With the situation in Greece reaching boiling point, the key question for the European investment world at the moment appears to be how the Greek tragedy will play out and what effect it will have on the rest of Europe.
Putting Greece aside for a moment, European economies have returned to growth. This has largely been driven by the return to liquidity, prompted by the actions of the European Central Bank (ECB) and the various lending institutions within each market. This return to liquidity has been very beneficial across most industries generally, and, lately, specifically real estate. Within this more liquid environment, structural reforms continue to be implemented across Europe, bolstering economic health, as best illustrated by Spain.
This liquidity is key to Europe’s ongoing recovery. Any event that may impact it before European growth solidifies, or other markets improve, would be a significant issue.
The potential impact of the current situation in Greece is far less than it would have been a few years ago when Europe was much less stable. It is clear that Greece needs to address its debt and that one way or another its fiscal situation will have to be resolved.
With the ECB playing an active role in stabilising the markets, we see liquidity being maintained as money flows within Europe as opposed to leaving it. Looking at the 10-year bonds in the week following the ‘no’ vote compared with the previous Monday, it was clear that money was moving away from Greece into the safe-haven markets of Europe; in effect, a rotation and not a flight outside Europe altogether. Yields continue to fall and the demand for safe-haven assets, particularly yielding assets in western Europe, has increased, and most likely will continue to increase.

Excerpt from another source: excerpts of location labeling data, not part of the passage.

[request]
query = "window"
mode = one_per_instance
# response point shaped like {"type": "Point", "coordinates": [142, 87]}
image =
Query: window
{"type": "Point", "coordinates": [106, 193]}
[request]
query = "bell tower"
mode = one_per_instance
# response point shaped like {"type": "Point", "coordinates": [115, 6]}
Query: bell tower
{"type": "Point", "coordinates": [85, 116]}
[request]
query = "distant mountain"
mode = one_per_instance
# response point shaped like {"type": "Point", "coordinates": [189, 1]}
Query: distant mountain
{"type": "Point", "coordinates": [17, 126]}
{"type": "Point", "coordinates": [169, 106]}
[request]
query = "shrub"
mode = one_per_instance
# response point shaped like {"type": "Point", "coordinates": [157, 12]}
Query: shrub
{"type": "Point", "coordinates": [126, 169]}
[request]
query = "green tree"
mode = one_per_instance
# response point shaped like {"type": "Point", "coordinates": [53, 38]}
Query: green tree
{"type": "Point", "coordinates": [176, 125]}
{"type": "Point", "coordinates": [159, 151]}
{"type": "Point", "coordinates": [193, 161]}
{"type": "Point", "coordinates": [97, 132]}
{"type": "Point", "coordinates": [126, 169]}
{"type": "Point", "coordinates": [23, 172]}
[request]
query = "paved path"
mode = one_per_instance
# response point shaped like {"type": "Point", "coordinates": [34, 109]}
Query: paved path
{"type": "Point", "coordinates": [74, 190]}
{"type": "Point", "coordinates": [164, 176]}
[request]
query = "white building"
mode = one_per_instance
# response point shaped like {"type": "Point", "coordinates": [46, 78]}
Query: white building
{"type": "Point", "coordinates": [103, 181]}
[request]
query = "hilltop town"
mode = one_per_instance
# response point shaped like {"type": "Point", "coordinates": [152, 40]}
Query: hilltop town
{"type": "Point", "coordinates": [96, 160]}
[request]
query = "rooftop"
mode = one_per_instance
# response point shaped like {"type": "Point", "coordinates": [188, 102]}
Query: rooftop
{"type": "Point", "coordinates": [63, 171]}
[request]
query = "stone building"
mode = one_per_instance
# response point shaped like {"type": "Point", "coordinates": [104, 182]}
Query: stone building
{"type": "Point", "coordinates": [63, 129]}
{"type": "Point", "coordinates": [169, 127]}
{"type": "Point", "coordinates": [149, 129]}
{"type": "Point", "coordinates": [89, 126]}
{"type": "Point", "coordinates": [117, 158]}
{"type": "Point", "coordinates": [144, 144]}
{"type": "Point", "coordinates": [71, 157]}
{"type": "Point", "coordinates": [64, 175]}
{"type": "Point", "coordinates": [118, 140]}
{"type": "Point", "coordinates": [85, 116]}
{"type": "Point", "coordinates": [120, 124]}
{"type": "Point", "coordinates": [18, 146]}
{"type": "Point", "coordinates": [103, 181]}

The bigger challenge that may manifest itself in the current market is uncertainty. I have already spoken to senior individuals at certain major banks who are not making any significant investment decisions within Europe until there is more clarity on how the Greek situation will play out. Liquidity is directly impacted when investors choose to ‘wait and see’ and, in the short term, within the property market this may impact financing of opportunities, as well as sales and purchases of investments.
With respect to the western European markets that we focus on, we have not yet seen any material effect from the Greek crisis. In fact, the opportunities that are in the process of being sold continue to see active interest, if not more so, and the situation in Greece does not seem to be a lever for investors to negotiate prices downwards.
Certainly, Greece represents a risk, but the real negative effect on the European economy is more likely to come from the process by which the situation there is resolved rather than the outcome itself. The seemingly endless deadlines and uncertainty are likely to lead to slower decision-making, and Greece’s smearing of Germany in the media might also have an enduring impact on international relations across Europe.
Perhaps more worrying, apart from anything because of the lack of attention they have had from global investors, is the fact that - aside from the situation in Russia remaining a concern and the US economy not being as strong as it should be - the stock market in China (which has an economy around 20 times the size of Greece’s) has fallen more than 30% in recent weeks.
We have not yet felt any impact of this correction, but we certainly expect a material change of capital flows, already expressed to us by Asian sovereign wealth funds. How this movement will impact the prices of trophy-yielding assets, central London residential and other markets that have benefited from the significant influx of Chinese capital, remains to be seen.